Yes, habitat destruction, particularly from the burning and clearing of tropical forests, remains a big reason for the declining populations of primates, but hunting has become worse than in anyone’s nightmares. (Note to hunters: when I write about the threat that hunting poses to wildlife I get flooded with letters from furious hunters claiming that they are not to blame, that poaching is the problem. Unfortunately, much of the animal killing going on is perfectly legal—which makes it hunting, not poaching.)
“We have solid data to show the situation is far more severe than we imagined,” said Russell A. Mittermeier, president of Conservation International (CI) and chairman of the IUCN Species Survival Commission’s Primate Specialist Group. “Tropical forest destruction has always been the main cause, but now it appears that hunting is just as serious a threat in some areas, even where the habitat is still quite intact. In many places, primates are quite literally being eaten to extinction.”
In Africa, 37 percent of primates—63 species and subspecies—are vulnerable, endangered or critically endangered. Eleven of the 13 kinds of red colobus monkeys assessed are critically endangered or endangered. The Bouvier’s red colobus (Procolobus pennantii bouvieri) has not been seen in 25 years and may already be extinct; no living Miss Waldron’s red colobus (Procolobus badius waldroni) has been seen by a primatologist since 1978, and may also be history.

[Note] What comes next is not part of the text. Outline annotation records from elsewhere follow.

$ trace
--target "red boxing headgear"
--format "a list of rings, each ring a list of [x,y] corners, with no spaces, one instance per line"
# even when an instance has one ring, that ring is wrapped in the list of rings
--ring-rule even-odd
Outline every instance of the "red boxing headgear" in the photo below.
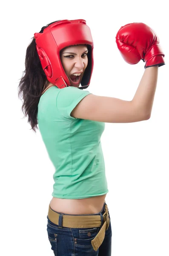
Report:
[[[43,33],[35,33],[36,48],[42,68],[48,80],[58,88],[70,86],[60,58],[61,50],[66,47],[86,44],[88,63],[79,89],[90,84],[93,69],[93,42],[89,28],[84,20],[64,20],[53,23]]]

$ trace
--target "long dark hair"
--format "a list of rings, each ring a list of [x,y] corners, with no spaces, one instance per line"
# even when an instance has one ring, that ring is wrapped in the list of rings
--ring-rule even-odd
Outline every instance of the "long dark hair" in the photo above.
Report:
[[[60,21],[56,20],[43,26],[39,33],[43,33],[43,30],[49,25]],[[30,123],[32,129],[36,132],[36,128],[38,129],[37,106],[43,90],[49,82],[37,54],[35,39],[34,37],[31,39],[32,38],[26,49],[25,70],[19,82],[18,96],[20,98],[20,96],[22,95],[22,99],[23,99],[22,111],[25,117],[28,116],[28,122]]]

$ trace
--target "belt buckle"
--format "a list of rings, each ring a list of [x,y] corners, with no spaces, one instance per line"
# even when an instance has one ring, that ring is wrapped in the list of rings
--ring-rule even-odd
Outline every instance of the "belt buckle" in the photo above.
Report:
[[[110,224],[110,219],[109,218],[109,213],[108,212],[106,212],[105,216],[106,216],[106,222],[107,223],[107,227],[106,230],[107,230],[109,228],[109,224]]]

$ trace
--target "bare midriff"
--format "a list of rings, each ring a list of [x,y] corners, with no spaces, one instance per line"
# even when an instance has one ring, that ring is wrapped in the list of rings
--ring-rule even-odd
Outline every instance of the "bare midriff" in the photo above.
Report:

The successes are few, but two notable ones are of Brazil’s black lion tamarin (Leontopithecus chrysopygus) and the golden lion tamarin (Leontopithecus rosalia), which in 2003 were downlisted to endangered from critically endangered. That small bit of progress—we’re supposed to be encouraged that a species is “only” endangered—reflects three decades of conservation efforts to save fragments of their forest and, crucially, to create corridors connecting one fragment to another. It won’t last unless reforestation expands.